Emergency management

  • Staff should know how to manage emergencies during a video consultation in the event this occurs live during a consultation.  They should be confident in escalating such emergencies when working within the practice or from home.

Clinical safety risk assessment

  • Practices will need to carry out risk assessments on the use of new digital tools or health IT being used to deliver remote consultations as per the DCB 0160 standards.

Data protection impact assessment

Intimate examinations and chaperoning

  • Guidance on examining patients through video consultation platforms should be shared with staff.  This must include specific advice on why intimate examinations should rarely be carried out over video consultation platforms.
  • See Intimate Examinations and Video Consulting (RCGP)

Prescribing

Health and safety

  • Policies should reflect desktop configurations considering webcam and telephony use.  Policies may need updating to reflect health and safety when working from home.

Remote working

  • Practices may need to create remote working policies if allowing working-from-home set-ups when using video consultations.

Video consulting

  • Video consulting policies should be created to aid and guide staff.

Empowering patients

Patients will have varying levels of understanding and confidence with video consulting.  Using engagement channels directly through the practice, social media, or via targeted messaging campaigns can be helpful.  

Patients may have several questions regarding the use of video consulting. Common questions may include:

  • Is a video consultation appropriate for me?
  • How do I prepare for a video consultation?
  • Will the clinician be able to hear and see me?
  • Can I have a physical examination in a video consultation?
  • What happens if I need to be seen face-to-face after the video consultation?
  • Is the video recording stored anywhere?
  • Can anyone else see or hear what is happening during the consultation?
  • Can I bring a relative, friend or guardian to the video consultation?
  • What happens if the system stops working?

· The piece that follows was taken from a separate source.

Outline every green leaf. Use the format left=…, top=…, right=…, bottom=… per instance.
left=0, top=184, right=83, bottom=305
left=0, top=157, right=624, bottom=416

Will somebody still call me?

The Nuffield Department of Primary Care and Health Science has created useful guides for patients including a quick guide for patients including a section on frequently asked questions.   There is also guidance for service users on the NHS England website.

Empowering clinicians and staff

Where possible, practices should create or share training guides on video consulting with their staff.  This includes information explaining the limitations of video consulting and its safe use.  

Video consultations work best when they are integrated into the overall practice approach to consulting with patients.  For example:

  • Video consultation may be the natural outcome after a patient’s online consultation request has been triaged by an appropriately trained team member.
  • Patients may request a video consultation as their preferred method of communication and assessment.
  • Care home leads may coordinate a multidisciplinary video conference for their complex care home patients with the care of the elderly and community frailty teams.
  • Hormone replacement therapy (HRT) nurses may use video group consultations to educate patients on HRT prior to sending out patient-specific questionnaires to aid in information gathering.
  • A telephone consultation may be switched to a video consultation during the triage or a previously planned telephone consultation to aid decision-making.
  • Clinicians may request a video consultation with a patient after reviewing a clinical image provided by a patient and completing an online consultation request to help gain further clarity.
  • Diabetic nurses may deliver health promotion symposiums for their patients on how to manage their insulin levels effectively.

There are several accredited training guides on video consulting to help clinicians (see below).  Staff can also attend training courses or complete e-learning to develop their confidence.  

Deciding which patients suit a particular consultation type is covered in detail in the Remote consulting and Digitally enabled triage articles in this series.

NHS England has published a set of graphical guides to video conferencing for staff and for patients.